# Toccoa Falls College



## O'GodHowGreatThouArt (Mar 3, 2010)

I'm looking at transferring to a Christian private school after hearing what the GA government is trying to pull on the public colleges in the state. One college that has caught my eye is Toccoa Falls College. I was just wondering if anyone here knew anything about it. I'm looking at pursuing a major in History with a double minor in Philosophy and Biblical Languages.


----------



## Laura (Mar 3, 2010)

All I know about it is that a professor of English there by the name of Donald Williams reads _Modern Reformation_. He wrote letters to the editor in recent issues. I thought that was sorta cool. Sorry I don't know more.


----------



## nnatew24 (Mar 3, 2010)

Have you considered Covenant College? It is on the GA/TN border in Chattanooga, but it's technically in GA and thus eligible for state scholarships, funds, etc.
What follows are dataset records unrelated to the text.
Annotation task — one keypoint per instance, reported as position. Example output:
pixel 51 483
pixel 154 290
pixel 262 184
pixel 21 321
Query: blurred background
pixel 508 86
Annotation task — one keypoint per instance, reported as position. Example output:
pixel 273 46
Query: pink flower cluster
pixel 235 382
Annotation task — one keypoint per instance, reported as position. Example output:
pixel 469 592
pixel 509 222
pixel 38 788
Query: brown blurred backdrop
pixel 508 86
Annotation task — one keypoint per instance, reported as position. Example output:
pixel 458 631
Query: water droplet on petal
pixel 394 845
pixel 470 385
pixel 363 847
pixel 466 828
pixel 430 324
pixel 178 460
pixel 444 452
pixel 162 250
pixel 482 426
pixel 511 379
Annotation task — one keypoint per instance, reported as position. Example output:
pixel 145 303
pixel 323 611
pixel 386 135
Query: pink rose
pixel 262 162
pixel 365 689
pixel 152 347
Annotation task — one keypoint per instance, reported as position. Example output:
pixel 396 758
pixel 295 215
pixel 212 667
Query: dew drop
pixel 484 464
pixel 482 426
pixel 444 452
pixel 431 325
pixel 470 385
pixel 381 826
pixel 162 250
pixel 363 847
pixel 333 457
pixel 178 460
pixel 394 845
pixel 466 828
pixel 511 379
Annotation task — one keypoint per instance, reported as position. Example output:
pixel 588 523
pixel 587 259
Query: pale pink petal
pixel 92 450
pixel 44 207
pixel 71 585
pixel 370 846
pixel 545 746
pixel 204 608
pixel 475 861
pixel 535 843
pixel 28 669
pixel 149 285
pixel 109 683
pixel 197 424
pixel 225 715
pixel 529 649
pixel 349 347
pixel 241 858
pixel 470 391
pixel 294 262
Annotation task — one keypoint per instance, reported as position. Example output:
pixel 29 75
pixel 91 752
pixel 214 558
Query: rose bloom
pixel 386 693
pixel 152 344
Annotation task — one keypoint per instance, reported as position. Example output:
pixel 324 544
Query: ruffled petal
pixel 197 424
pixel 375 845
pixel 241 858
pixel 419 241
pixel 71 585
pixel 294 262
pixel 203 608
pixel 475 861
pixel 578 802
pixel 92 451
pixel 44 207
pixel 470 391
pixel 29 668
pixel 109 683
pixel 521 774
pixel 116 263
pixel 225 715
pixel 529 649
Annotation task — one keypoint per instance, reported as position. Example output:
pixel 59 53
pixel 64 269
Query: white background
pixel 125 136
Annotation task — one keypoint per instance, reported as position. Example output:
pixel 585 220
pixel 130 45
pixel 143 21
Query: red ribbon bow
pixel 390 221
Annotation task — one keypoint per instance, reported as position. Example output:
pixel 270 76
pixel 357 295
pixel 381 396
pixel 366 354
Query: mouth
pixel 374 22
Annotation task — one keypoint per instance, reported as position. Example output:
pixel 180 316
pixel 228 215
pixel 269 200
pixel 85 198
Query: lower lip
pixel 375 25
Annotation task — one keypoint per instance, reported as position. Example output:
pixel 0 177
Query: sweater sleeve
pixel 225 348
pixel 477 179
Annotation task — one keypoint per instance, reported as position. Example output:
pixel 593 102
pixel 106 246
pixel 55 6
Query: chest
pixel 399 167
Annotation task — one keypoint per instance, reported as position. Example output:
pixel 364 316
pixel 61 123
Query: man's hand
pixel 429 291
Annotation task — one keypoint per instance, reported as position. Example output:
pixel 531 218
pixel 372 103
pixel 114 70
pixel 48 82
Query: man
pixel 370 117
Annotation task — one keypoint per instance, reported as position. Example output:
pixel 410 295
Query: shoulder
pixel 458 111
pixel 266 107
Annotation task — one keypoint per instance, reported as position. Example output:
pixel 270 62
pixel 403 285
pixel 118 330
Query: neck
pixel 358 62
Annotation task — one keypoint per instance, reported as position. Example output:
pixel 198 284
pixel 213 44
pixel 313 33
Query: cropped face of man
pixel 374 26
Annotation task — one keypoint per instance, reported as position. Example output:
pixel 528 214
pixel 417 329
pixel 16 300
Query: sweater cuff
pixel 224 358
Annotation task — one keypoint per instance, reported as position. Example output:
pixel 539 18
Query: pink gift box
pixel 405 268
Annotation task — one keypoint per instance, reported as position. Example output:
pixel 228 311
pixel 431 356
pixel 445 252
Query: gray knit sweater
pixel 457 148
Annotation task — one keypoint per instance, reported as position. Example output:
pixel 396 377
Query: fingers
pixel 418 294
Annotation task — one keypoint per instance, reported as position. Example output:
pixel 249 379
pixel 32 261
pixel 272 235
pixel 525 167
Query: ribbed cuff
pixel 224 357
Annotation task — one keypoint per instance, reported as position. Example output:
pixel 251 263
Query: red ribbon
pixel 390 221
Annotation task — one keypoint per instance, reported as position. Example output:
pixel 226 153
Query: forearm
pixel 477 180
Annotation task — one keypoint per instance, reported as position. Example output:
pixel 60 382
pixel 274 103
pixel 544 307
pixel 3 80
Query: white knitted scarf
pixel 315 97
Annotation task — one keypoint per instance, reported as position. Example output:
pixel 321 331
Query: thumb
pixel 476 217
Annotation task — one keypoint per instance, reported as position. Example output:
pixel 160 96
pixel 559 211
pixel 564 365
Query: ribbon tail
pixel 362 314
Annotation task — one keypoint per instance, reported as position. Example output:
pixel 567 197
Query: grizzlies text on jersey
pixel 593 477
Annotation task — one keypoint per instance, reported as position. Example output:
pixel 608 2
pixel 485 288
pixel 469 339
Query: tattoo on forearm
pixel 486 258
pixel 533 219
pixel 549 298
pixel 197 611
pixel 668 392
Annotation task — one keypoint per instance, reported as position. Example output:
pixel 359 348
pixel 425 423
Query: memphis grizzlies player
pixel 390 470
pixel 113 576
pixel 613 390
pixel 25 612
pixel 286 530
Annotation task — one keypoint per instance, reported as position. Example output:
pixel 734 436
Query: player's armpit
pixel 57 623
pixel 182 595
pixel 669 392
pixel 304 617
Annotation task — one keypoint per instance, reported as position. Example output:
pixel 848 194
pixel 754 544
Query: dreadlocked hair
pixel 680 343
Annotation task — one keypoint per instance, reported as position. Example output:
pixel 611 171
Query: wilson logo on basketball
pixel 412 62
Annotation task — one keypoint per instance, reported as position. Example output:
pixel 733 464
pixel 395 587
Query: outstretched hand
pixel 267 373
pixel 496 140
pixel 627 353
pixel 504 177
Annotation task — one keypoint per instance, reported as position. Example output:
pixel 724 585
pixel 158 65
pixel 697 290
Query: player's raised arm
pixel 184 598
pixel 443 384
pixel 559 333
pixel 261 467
I'd highly recommend CC to you as a quality, Reformed education.


----------



## O'GodHowGreatThouArt (Mar 3, 2010)

If I was going for anything but History Nathan, I'd agree. But in this particular case, Toccoa beats out Covenant in that sector.


----------



## jwithnell (Mar 3, 2010)

In the extended family, we have former staff members and at least one student from Taccoa. I can tell you that they are solid followers of Christ and left (or graduated) the college on good terms. They are more broadly evangelical than reformed in their perspectives. As with any college, a visit is the most likely way to know your fit. I'd also want to make sure to find a church in the community before making a commitment to live there.


----------



## O'GodHowGreatThouArt (Mar 3, 2010)

Found a possible church 25 minutes south of the college: Broad River Baptist

Broad River Baptist Church of NE Georgia

I think it looks solid, but I'll let those more trained in theology than I am make that determination. If this is workable, that's one big issue down


----------



## Jake (Mar 6, 2010)

I visited the campus with my grandparents who live nearby. They are officially a part of the Christian & Missionary Alliance denomination, but they have a lot of Southern Baptists there as well. The bookstore reflected this with the only reformed literature I saw was a few books by John Piper.

It looks like a very nice school though judging from the campus. It's small and has a nice feel to it. I don't really know too much about it though other than what I told you.


----------



## Marrow Man (Mar 6, 2010)

What is the state of GA trying to pull on public colleges in the state?


----------